Exercise and pulmonary rehabilitation are encouraged in pulmonary Langerhans cell histiocytosis X (PLCH). These activities may improve the patient's functional status, even if they have no effect on disease progression.
Effective antismoking measures can prevent pulmonary Langerhans cell histiocytosis X (PLCH). See Medscape's Smoking Resource Center.
In the care of patients with pulmonary Langerhans cell histiocytosis X (PLCH) , important considerations include the patients' smoking history and current smoking status, the presence or absence of extrapulmonary disease and constitutional symptoms, and close monitoring for progression of pulmonary disease.
Pulmonary artery hypertension is a known complication of infiltrative lung diseases, and in PLCH the magnitude of pulmonary artery hypertension may be greater than expected for given the degree of hypoxemia or level of impairment on pulmonary function testing.
The increased risk of pulmonary malignancies must be considered.
Smoking cessation counseling and adjunctive pharmacologic therapy with bupropion and nicotine replacement are key components of long-term management.
Perform pulmonary function testing and radiographic studies every 3-6 months, as the patient's clinical condition warrants.
Assess arterial oxygen saturation both at rest and with activity.
Echocardiography should be considered in all patients with clinically significant dyspnea in order to screen for pulmonary artery hypertension. If echocardiographic results suggest moderate-to-severe pulmonary artery hypertension, these findings should be further evaluated and confirmed with right-heart catheterization. At the time of catheterization, the response to vasodilators may also be assessed.

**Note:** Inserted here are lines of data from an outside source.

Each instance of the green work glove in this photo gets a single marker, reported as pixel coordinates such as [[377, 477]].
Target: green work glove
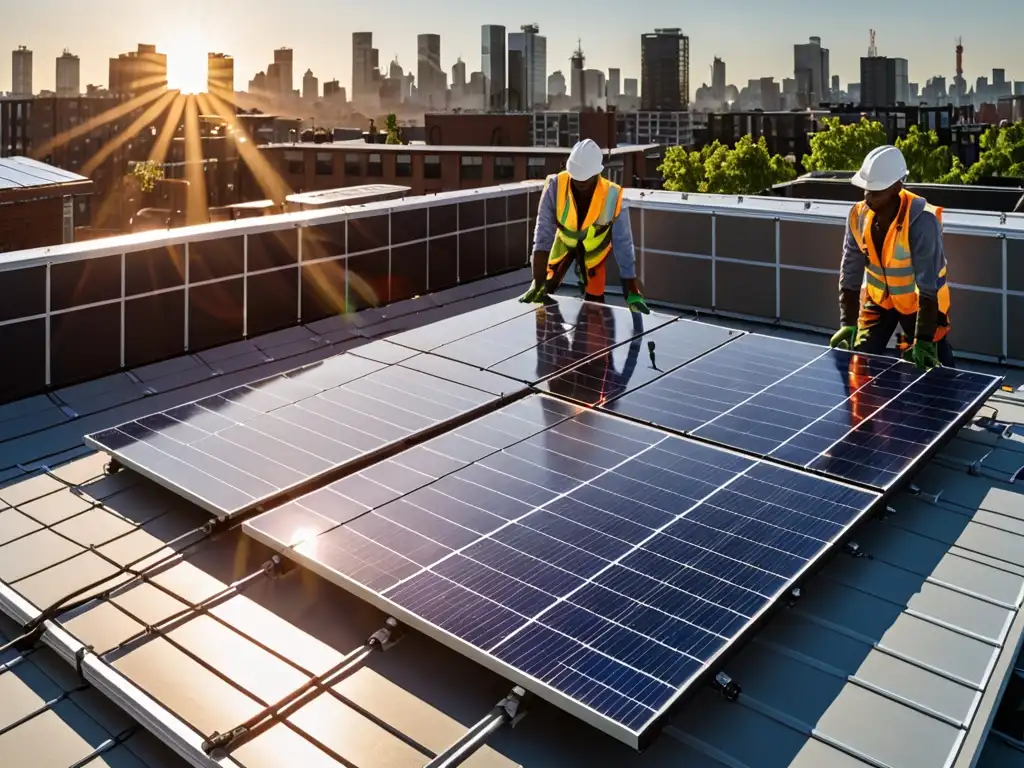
[[843, 339], [637, 304], [924, 354], [536, 294]]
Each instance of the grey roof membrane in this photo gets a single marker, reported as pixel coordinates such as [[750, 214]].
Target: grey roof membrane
[[896, 658]]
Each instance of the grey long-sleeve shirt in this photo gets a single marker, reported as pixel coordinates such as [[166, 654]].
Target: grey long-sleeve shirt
[[622, 231], [927, 256]]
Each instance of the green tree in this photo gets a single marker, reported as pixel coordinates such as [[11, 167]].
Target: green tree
[[748, 169], [147, 173], [927, 160], [1003, 154], [843, 147], [391, 125]]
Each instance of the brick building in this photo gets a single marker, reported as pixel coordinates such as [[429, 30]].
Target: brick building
[[427, 168], [39, 204]]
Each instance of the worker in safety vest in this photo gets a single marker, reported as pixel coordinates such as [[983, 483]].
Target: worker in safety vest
[[582, 218], [893, 250]]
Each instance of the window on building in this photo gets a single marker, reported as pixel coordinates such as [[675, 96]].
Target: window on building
[[504, 168], [537, 168], [294, 163], [472, 167], [431, 166]]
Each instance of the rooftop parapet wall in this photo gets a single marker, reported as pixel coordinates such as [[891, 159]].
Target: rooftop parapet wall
[[77, 312], [84, 310]]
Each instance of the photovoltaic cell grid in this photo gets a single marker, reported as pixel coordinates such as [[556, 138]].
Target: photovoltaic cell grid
[[644, 358], [233, 451], [535, 345], [601, 563], [855, 417]]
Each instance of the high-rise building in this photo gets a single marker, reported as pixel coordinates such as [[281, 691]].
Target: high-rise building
[[593, 88], [810, 69], [494, 66], [614, 88], [284, 57], [428, 71], [69, 75], [878, 81], [665, 71], [22, 72], [138, 72], [310, 87], [534, 50], [718, 80], [556, 85], [363, 48], [333, 91], [459, 76], [220, 74]]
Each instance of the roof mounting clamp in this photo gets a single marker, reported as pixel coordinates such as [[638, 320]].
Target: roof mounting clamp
[[513, 707], [728, 687], [386, 636], [853, 549]]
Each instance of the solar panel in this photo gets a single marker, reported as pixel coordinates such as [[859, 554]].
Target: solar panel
[[643, 359], [242, 448], [532, 345], [605, 565], [859, 418]]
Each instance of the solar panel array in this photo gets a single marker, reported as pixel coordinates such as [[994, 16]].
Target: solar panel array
[[237, 450], [602, 544], [601, 563], [854, 417]]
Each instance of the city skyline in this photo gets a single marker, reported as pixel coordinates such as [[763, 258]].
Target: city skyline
[[193, 30]]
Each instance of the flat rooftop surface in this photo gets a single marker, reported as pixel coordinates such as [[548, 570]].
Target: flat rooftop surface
[[895, 658]]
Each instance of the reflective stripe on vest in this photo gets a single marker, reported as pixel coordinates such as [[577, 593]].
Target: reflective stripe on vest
[[595, 229], [889, 276]]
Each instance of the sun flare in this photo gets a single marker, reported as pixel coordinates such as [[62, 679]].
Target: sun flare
[[186, 67]]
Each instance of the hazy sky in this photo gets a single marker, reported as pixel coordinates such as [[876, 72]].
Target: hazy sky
[[755, 38]]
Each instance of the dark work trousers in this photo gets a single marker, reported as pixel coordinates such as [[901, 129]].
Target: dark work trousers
[[876, 327]]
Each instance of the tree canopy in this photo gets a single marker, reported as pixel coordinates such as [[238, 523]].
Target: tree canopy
[[843, 147], [927, 160], [748, 169]]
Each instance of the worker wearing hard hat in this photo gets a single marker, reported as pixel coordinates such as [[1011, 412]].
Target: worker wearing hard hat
[[893, 250], [582, 218]]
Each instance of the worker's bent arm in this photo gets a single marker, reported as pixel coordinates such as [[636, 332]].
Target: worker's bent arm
[[622, 243], [928, 259], [851, 276], [545, 230]]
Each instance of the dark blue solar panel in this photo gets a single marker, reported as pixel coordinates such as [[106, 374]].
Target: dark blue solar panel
[[607, 560], [855, 417], [238, 449]]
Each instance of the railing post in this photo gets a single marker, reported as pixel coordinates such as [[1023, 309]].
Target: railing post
[[124, 265], [1006, 301], [245, 286], [187, 280], [48, 377]]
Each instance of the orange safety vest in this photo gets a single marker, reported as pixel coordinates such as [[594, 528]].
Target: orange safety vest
[[595, 229], [889, 278]]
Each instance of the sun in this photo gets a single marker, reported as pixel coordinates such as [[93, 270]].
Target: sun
[[186, 67]]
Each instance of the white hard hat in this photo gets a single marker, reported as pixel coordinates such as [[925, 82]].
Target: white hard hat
[[585, 160], [883, 167]]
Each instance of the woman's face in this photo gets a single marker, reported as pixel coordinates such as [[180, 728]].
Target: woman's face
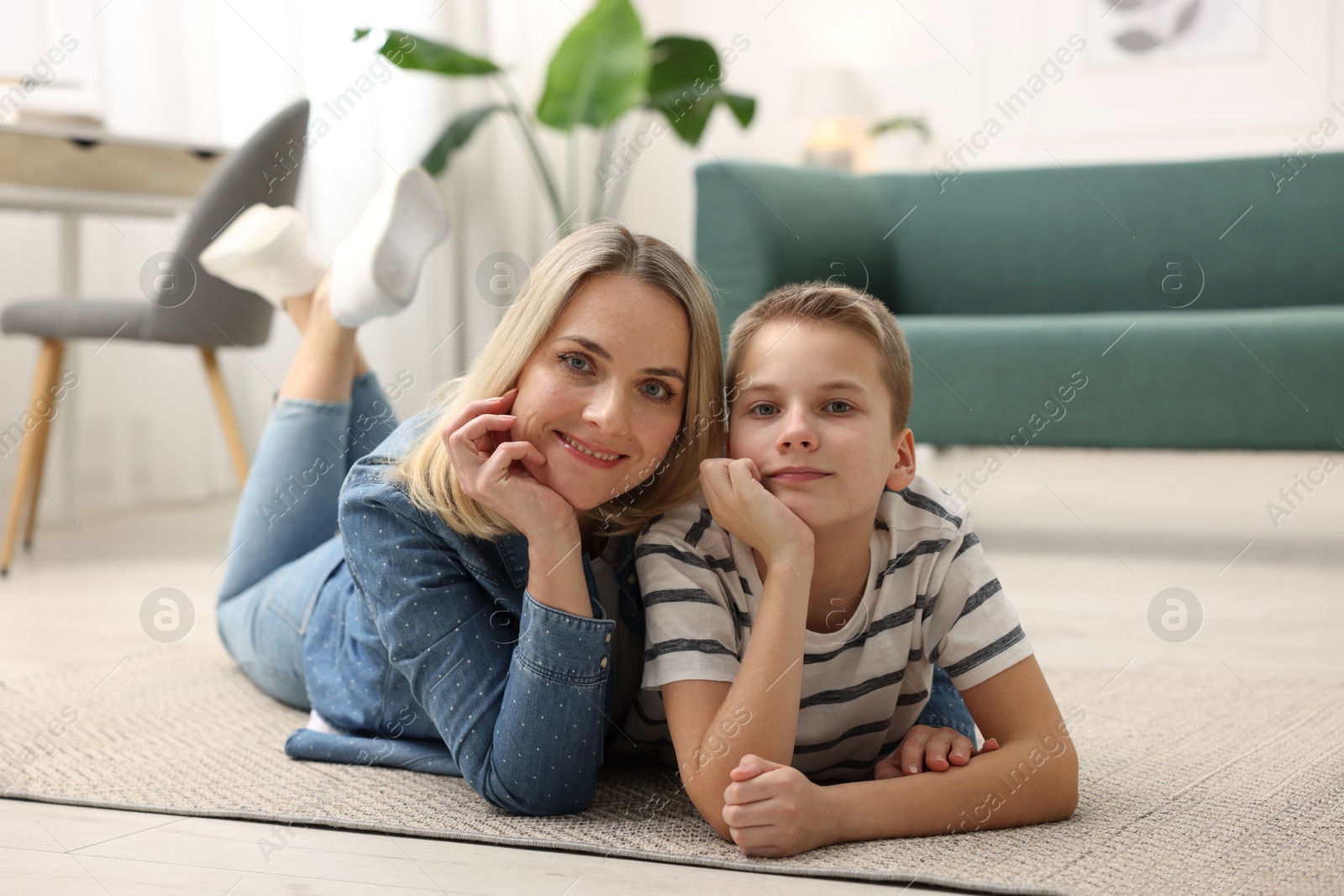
[[602, 396]]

Patients should be vaccinated annually for influenza and should also receive the pneumococcal vaccine.
The mainstays of treatment for pulmonary Langerhans cell histiocytosis X (PLCH) are smoking cessation and supportive therapy. The use of corticosteroids in the treatment of PLCH is controversial. Their efficacy has not been proven in well-designed, prospective, randomized, controlled trials. Some experts recommend a trial of corticosteroids for those patients with persistent symptomatic disease or evidence of progression.
Patients with an obstructive ventilatory defect on pulmonary function testing may benefit from bronchodilator therapy.
Supplemental oxygen therapy is indicated for all patients with either resting or exertional hypoxemia. Oxygen therapy may help to prevent or slow progression of pulmonary hypertension and cor pulmonale, and it provides a mortality benefit in chronic obstructive pulmonary disease.
Clinical Context: Prednisone is used as an immunosuppressant to treat autoimmune disorders. By reversing increased capillary permeability and suppressing the activity of polymorphonuclear cells, it may decrease inflammation. Prednisone is an oral corticosteroid with relatively limited mineralocorticoid activity. It is best prescribed in consultation with a pulmonary disease specialist.
These agents have anti-inflammatory properties and cause profound and varied metabolic effects. Corticosteroids modify the body's immune response to diverse stimuli.